Macquarie Group, the world’s largest infrastructure manager, could be forced into a fire sale of ­assets as it comes under pressure from rising interest rates, high levels of debt and stalled earnings, according to Citi. Despite booking a record $2.2 billion profit last year, Macquarie’s earnings have been coming under increasing pressure.  The growth in profit last year was largely driven by paying a lower tax rate and the lowest rate of souring loans in six years, as revenue streams were fairly flat.  Citi analyst Craig Williams said Macquarie’s infrastructure and asset management arm, which has more than $90bn worth of funds invested in assets such as toll roads and airports around the world, could be the sole source of future growth for the company as other businesses stalled.


Mr Williams said a number of factors such as high asset valuations, the low likelihood of large future performance fees, and a rush away from active asset management towards passive funds meant Macquarie’s bull run was probably over.  “While Macquarie Infrastructure and Real Assets is a world-class business, the revenue outlook is unlikely to drive the next wave of earnings growth for Macquarie Group,” Mr Williams said.  “Macquarie may need to continue to realise assets to support near-term earnings, until the next wave of growth emerges,” he said.  “After this current asset realisation period is over, we expect a decline in both earnings and share price for Macquarie.”  Although the infrastructure arm accounts for only about 10 per cent of Macquarie’s revenue base, Mr Williams said it had been “one of the most important cogs in the success of this profit cycle”. Growth in the company’s core businesses has stalled.


In the largest division, asset management, assets under management and fees appear stuck at the same levels for the last three years. In the corporate and asset finance division, which houses the company’s bond holdings, lending assets and revenues are falling. Macquarie’s commodities and markets business booked falling revenues for both commodities and equities operations.  Macquarie Group’s pre-tax profit levels have gone well above the last cyclic peak, reached just before the global financial crisis, when profits sank.  A Macquarie spokeswoman said the company did not “provide forecasts” for the business, but said the infrastructure arm had “been able to generate approximately 50 basis points of equity under management in performance fees per annum” through the economic cycle.  “Macquarie believes that it is well positioned to continue to grow in the real asset market given its experience, long track record of delivering strong returns to investors and its global network.”
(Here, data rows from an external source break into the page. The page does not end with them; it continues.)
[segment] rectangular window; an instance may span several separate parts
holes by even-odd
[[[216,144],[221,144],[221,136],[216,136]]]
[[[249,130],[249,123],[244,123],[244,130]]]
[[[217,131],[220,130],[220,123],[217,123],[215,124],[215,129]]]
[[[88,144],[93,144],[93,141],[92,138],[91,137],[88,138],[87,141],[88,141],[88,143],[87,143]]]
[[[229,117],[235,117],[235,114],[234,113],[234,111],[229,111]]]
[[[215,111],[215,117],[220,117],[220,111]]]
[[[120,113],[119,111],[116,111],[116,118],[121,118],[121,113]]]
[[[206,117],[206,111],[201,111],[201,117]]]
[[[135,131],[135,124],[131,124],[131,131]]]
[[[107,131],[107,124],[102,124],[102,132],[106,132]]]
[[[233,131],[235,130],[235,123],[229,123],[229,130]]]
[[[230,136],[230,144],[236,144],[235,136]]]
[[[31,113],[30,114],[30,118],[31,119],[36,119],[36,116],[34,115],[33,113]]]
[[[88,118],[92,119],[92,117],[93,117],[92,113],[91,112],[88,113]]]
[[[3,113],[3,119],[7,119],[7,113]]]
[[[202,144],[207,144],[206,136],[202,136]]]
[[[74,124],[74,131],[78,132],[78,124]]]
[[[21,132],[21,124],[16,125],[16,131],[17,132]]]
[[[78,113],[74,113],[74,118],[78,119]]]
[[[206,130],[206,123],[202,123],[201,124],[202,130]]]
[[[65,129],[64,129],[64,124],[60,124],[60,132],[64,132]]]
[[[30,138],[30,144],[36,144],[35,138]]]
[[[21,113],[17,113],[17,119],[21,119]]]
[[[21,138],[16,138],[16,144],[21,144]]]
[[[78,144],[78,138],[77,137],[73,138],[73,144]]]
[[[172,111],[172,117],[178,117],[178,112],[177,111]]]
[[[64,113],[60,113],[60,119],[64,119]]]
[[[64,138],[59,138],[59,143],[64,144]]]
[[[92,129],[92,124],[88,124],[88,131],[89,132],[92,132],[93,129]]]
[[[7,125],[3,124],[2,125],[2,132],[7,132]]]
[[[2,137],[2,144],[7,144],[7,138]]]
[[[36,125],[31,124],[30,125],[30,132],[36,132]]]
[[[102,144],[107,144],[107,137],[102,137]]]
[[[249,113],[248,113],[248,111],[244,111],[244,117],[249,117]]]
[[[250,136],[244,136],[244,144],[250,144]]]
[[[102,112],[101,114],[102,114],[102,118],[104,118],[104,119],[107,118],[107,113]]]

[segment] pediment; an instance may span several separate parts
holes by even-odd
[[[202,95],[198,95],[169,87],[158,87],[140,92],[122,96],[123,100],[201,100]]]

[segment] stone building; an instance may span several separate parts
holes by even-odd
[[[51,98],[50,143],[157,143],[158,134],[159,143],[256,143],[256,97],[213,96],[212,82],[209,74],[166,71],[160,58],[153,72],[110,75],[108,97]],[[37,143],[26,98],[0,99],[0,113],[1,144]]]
But Mr Williams said the environment that had allowed the group’s infrastructure business to flourish looked likely to be drawing to a close.  Record low interest rates ­pushed investors to pour billions into infrastructure funds for higher yields. Now, signs of reflation have equity markets rallying, which is likely to leave infrastructure as an underperformer. But instead of investing with active managers, such as Macquarie, investors are moving towards passive management, attracted by lower fees and outperformance.  Mr Williams said the infrastructure arm was now “potentially facing the same challenges that the industry faced in 2008” before the global financial crisis. He said infrastructure managers had loaded up on debt to support high valuations in investments in periods of low interest rates.  “These valuations have now reached levels that are becoming a concern,” Mr Williams said.


As managers become wary of high valuations, they leave cash on the sidelines. Macquarie’s “dry powder” of uninvested capital has tripled over the past four years. Most infrastructure funds are also not designed to collect base fees until the capital is fully deployed.  Macquarie has been looking to emerging markets for assets with lower valuations than in developed markets. The group’s portfolio of companies in Asia has doubled in the past three years to about 70 major investments.  Mr Williams said the ability of Macquarie’s infrastructure arm to support the broader group would depend on its ability to attract money to new funds, earn performance fees and grow base fees. This would be hard to do in the changing environment, he said.